The Queensland and South Australian governments will adopt a groundbreaking program aimed at getting children off the couch and into nature after its success in WA.

Nature Play WA was launched in 2010 to encourage children to get outside and experience unstructured play away from computers and televisions.

About 125,000 children - more than half of all primary school students in WA - have since signed up to the Nature Play Passport program, which sets outdoor tasks to complete.

The South Australian Government will this week launch its own initiative and Queensland's program is expected to be up and running in weeks.

Nature Play SA interim chairman Allan Holmes said the WA initiative was being used as a model for other States because it was well regarded.

"There is a worldwide interest in what is referred to as a nature deficiency syndrome where kids are losing touch with the natural world," he said.

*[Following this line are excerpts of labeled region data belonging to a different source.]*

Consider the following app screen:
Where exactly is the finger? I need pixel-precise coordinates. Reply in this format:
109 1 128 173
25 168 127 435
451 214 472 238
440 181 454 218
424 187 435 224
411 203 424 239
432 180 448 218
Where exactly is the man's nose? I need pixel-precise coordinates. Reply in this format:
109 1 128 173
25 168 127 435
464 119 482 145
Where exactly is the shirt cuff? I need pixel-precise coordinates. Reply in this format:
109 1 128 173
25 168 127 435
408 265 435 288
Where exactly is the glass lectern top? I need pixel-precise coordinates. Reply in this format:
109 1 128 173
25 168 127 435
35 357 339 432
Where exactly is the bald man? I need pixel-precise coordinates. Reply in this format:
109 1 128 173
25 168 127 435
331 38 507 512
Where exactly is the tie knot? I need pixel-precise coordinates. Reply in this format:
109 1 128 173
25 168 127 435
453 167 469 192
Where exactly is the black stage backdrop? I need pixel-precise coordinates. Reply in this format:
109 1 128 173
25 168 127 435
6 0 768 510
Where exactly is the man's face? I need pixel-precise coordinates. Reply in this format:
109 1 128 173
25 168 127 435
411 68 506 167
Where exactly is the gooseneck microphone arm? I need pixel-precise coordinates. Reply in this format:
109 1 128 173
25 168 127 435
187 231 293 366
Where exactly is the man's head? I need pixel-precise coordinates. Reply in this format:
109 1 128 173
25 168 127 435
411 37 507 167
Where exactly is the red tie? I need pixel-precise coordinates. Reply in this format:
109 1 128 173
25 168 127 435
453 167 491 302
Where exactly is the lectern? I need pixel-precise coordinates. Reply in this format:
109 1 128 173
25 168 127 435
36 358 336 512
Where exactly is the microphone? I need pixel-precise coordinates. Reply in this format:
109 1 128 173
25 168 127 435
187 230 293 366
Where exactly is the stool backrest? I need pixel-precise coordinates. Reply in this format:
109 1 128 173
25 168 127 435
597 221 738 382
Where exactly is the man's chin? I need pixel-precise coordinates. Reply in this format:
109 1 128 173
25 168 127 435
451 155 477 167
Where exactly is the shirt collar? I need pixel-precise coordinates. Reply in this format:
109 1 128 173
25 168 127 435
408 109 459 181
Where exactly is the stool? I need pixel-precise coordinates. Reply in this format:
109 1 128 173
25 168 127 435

Nature Play WA will share its information and branding with the new organisations, allowing them to support each other and build the movement together.

The role of the organisations will be to spread the nature play message and increase access to resources and programs.

Nature Play WA chief executive Griffin Longley said one of the big challenges they were facing was changing people's views of "good parenting".

"People now have these long lists of what they think they need to do for their kids and that involves tap classes, learning Mandarin and sports," he said.

"They need to recognise that one of the best things they can do is just to let their kid play."

A study by University of WA School of Population Health assistant professor Karen Martin in 2011 found contact with nature benefited the health, learning and development of children.

According to the research, nature play could potentially improve things such as motor skills, personality development, attitude and mental health.

Dr Martin said Nature Play was a forward-thinking initiative that could have a huge positive impact on the health and wellbeing of children.